DC Health, however, still hasn’t received their autosamplers. While the agency wouldn’t confirm to DCist/WAMU when they gave up receiving them at all, they said they eventually decided to fully rethink their approach to collecting, testing, and analyzing samples.
“DC Health has been very proactive in finding solutions when faced with project challenges,” the DC Health representative said. “Once there was no longer a clear date for the arrival of the autosamplers, we began reaching out to partners and finding other potential options to expedite the process.”
Kjellerup said one solution DC Health could have considered was utilizing manual grab samples, where public health workers can scoop the wastewater manually using a cup attached to a long pole, a method she says can be “faster and simpler.”
But Mangla says their efforts to use this technique were thwarted for logistical reasons.“These manholes [are] almost 15 feet deep…So it’s almost impossible to kind of do that on a manual basis.” (In fact, sample dip poles can be as long as 20 feet.)
Instead, DC Health opted to wait and partner directly with Biobot Analytics, the CDC’s new contractor, to collect and analyze samples.
DC Health says that this collaboration has allowed them to expand their capacity to a current total of 16 sites — including eight community sites and eight public school sites. Over time it will expand to 24 by adding eight charter schools.
Now, with most of the kinks worked out, DC Health and Biobot have finally submitted sample data from July and August to the CDC. For D.C., Mangla says case rates have been decreasing over the past 10 months, but the program will continue until numbers have stabilized to a relatively low case rate.
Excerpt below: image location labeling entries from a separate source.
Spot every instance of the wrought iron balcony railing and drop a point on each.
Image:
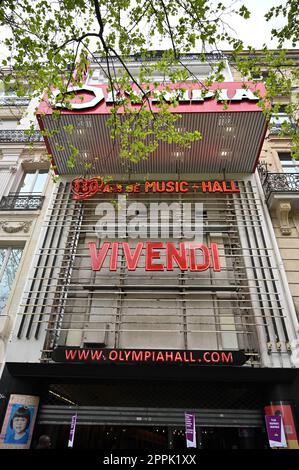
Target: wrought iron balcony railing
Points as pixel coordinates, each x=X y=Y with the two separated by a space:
x=11 y=100
x=20 y=136
x=21 y=202
x=278 y=182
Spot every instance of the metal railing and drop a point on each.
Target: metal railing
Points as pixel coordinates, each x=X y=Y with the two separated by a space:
x=14 y=100
x=21 y=202
x=20 y=136
x=278 y=182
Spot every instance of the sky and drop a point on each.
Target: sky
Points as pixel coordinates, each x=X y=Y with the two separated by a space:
x=255 y=31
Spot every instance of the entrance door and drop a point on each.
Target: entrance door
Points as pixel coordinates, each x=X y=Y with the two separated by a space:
x=153 y=437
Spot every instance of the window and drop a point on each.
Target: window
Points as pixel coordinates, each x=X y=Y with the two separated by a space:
x=10 y=258
x=288 y=164
x=33 y=182
x=7 y=124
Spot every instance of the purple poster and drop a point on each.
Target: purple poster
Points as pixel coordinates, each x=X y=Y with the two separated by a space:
x=275 y=430
x=190 y=429
x=72 y=430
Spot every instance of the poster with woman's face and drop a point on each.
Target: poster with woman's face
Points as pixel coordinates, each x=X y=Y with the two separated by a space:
x=19 y=422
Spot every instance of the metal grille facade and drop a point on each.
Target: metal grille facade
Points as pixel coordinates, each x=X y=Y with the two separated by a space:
x=240 y=307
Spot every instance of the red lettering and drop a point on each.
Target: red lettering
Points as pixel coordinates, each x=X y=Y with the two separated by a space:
x=169 y=356
x=178 y=357
x=148 y=185
x=205 y=357
x=84 y=354
x=114 y=257
x=70 y=354
x=113 y=355
x=184 y=186
x=106 y=188
x=132 y=260
x=160 y=187
x=97 y=259
x=170 y=185
x=180 y=257
x=191 y=357
x=206 y=257
x=147 y=355
x=215 y=356
x=206 y=186
x=150 y=255
x=160 y=356
x=96 y=355
x=137 y=356
x=234 y=187
x=215 y=257
x=227 y=357
x=217 y=187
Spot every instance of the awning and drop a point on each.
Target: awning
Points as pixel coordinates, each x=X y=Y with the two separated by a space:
x=232 y=135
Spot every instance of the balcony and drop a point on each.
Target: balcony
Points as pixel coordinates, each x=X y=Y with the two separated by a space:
x=282 y=195
x=21 y=202
x=286 y=183
x=12 y=100
x=15 y=136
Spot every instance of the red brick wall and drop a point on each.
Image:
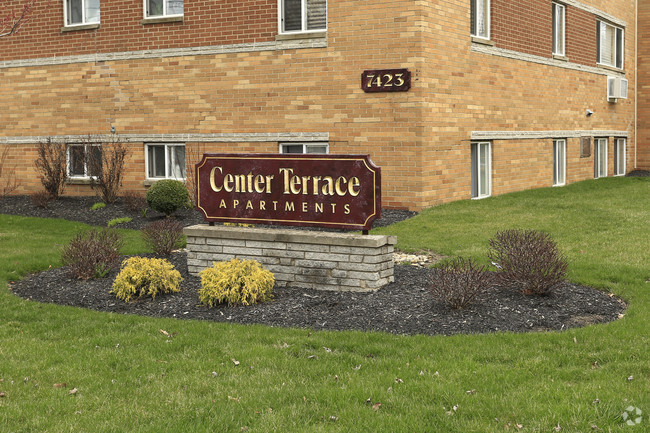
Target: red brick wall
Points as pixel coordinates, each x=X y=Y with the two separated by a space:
x=525 y=26
x=206 y=22
x=580 y=36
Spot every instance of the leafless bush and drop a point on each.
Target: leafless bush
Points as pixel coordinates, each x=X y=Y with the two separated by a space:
x=528 y=259
x=458 y=281
x=163 y=236
x=108 y=167
x=8 y=181
x=51 y=163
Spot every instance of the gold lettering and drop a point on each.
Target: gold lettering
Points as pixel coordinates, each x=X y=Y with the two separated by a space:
x=339 y=190
x=354 y=186
x=213 y=185
x=329 y=188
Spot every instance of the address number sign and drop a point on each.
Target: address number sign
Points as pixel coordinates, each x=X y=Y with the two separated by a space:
x=386 y=80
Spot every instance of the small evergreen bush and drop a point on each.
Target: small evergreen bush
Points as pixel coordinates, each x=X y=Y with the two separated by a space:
x=141 y=276
x=92 y=253
x=458 y=281
x=163 y=236
x=528 y=259
x=167 y=196
x=235 y=282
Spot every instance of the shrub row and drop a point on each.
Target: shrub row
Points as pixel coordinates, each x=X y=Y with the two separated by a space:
x=527 y=260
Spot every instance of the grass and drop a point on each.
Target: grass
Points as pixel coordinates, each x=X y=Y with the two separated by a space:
x=130 y=376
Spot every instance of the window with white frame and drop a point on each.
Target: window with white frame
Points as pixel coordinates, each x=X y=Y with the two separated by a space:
x=619 y=157
x=558 y=29
x=84 y=160
x=600 y=157
x=481 y=169
x=165 y=161
x=559 y=162
x=298 y=16
x=163 y=8
x=480 y=18
x=610 y=45
x=304 y=148
x=80 y=12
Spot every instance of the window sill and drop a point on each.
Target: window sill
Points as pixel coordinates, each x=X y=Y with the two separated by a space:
x=482 y=41
x=157 y=20
x=66 y=29
x=610 y=68
x=298 y=36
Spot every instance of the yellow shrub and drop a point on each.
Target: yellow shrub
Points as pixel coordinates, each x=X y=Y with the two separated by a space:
x=141 y=276
x=235 y=282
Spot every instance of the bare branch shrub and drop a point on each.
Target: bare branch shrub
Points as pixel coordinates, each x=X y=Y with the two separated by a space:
x=52 y=166
x=8 y=181
x=528 y=259
x=92 y=254
x=163 y=236
x=107 y=167
x=458 y=281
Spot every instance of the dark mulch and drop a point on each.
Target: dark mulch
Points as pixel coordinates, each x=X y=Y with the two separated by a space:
x=402 y=307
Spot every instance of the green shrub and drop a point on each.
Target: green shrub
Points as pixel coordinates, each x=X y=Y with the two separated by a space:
x=235 y=282
x=529 y=260
x=116 y=221
x=163 y=236
x=141 y=276
x=93 y=253
x=167 y=196
x=458 y=281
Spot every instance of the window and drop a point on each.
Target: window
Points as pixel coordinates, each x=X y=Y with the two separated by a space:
x=600 y=157
x=559 y=162
x=480 y=18
x=481 y=170
x=304 y=148
x=84 y=160
x=303 y=15
x=165 y=161
x=79 y=12
x=163 y=8
x=619 y=157
x=558 y=29
x=610 y=45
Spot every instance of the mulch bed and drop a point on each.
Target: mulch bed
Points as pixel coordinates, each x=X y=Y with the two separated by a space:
x=403 y=307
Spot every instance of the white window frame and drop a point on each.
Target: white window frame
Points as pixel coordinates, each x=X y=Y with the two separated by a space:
x=306 y=147
x=620 y=156
x=559 y=29
x=559 y=162
x=481 y=150
x=84 y=19
x=165 y=13
x=303 y=19
x=168 y=174
x=482 y=10
x=600 y=157
x=86 y=174
x=618 y=44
While the delays in getting information to the public have been frustrating for some residents and D.C. Officials, the D.C. Council confirmed they’re now in regular communication about the program.
“I have been getting updates from DC Health about the progress on the plan to test wastewater for signs of outbreaks like COVID and polio through weekly check-ins,” Councilmember Gray said via email. “I believe the approach DC Health is taking is going to give us a better barometer of the health of our community.”
Kjellerup says that while the delays aren’t ideal, when it comes to establishing this kind of a surveillance program, faster isn’t always better.
“We are going into fall and it’s bad. But there’ll be another fall and another fall and another fall. So I do think that it’s better to get it right than to rush it. We are not done for the next many, many years with this.”